A phylogenetic mosaic plastid proteome and unusual plastid-targeting signals in the green-colored dinoflagellate Lepidodinium chlorophorum

Marianne A Minge  1 Kamran Shalchian-TabriziOle K TørresenKiyotaka TakishitaIan ProbertYuji InagakiDag KlavenessKjetill S Jakobsen
Affiliations

A phylogenetic mosaic plastid proteome and unusual plastid-targeting signals in the green-colored dinoflagellate Lepidodinium chlorophorum

Marianne A Minge et al. BMC Evol Biol. .

Abstract

Background: Plastid replacements through secondary endosymbioses include massive transfer of genes from the endosymbiont to the host nucleus and require a new targeting system to enable transport of the plastid-targeted proteins across 3-4 plastid membranes. The dinoflagellates are the only eukaryotic lineage that has been shown to have undergone several plastid replacement events, and this group is thus highly relevant for studying the processes involved in plastid evolution. In this study, we analyzed the phylogenetic origin and N-terminal extensions of plastid-targeted proteins from Lepidodinium chlorophorum, a member of the only dinoflagellate genus that harbors a green secondary plastid rather than the red algal-derived, peridinin-containing plastid usually found in photosynthetic dinoflagellates.

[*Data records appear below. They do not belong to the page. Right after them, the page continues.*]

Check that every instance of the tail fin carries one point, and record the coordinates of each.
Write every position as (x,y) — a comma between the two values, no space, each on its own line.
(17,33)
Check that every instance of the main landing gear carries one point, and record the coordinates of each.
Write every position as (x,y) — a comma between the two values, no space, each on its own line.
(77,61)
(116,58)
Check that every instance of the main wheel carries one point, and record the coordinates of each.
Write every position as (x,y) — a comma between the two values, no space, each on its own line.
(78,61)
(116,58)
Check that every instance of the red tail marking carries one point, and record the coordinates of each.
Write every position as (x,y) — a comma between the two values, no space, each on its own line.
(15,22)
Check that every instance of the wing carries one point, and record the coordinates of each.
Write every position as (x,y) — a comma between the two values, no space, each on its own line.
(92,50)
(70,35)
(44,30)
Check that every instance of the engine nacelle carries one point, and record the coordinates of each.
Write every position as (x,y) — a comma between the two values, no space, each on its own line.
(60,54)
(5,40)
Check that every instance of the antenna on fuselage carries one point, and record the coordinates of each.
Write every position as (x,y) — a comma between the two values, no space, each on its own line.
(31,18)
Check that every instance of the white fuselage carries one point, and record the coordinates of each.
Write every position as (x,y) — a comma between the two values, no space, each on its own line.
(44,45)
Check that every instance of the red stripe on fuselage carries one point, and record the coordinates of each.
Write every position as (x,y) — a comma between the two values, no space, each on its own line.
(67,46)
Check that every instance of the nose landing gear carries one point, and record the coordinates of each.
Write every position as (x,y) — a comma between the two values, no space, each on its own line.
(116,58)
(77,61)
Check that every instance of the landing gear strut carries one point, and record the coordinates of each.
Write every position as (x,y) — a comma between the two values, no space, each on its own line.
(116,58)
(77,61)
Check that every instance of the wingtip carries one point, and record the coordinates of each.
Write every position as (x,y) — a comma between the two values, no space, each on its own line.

Results: We sequenced 4,746 randomly picked clones from a L. chlorophorum cDNA library. 22 of the assembled genes were identified as genes encoding proteins functioning in plastids. Some of these were of green algal origin. This confirms that genes have been transferred from the plastid to the host nucleus of L. chlorophorum and indicates that the plastid is fully integrated as an organelle in the host. Other nuclear-encoded plastid-targeted protein genes, however, are clearly not of green algal origin, but have been derived from a number of different algal groups, including dinoflagellates, streptophytes, heterokonts, and red algae. The characteristics of N-terminal plastid-targeting peptides of all of these genes are substantially different from those found in peridinin-containing dinoflagellates and green algae.

Conclusions: L. chlorophorum expresses plastid-targeted proteins with a range of different origins, which probably arose through endosymbiotic gene transfer (EGT) and horizontal gene transfer (HGT). The N-terminal extension of the genes is different from the extensions found in green alga and other dinoflagellates (peridinin- and haptophyte plastids). These modifications have likely enabled the mosaic proteome of L. chlorophorum.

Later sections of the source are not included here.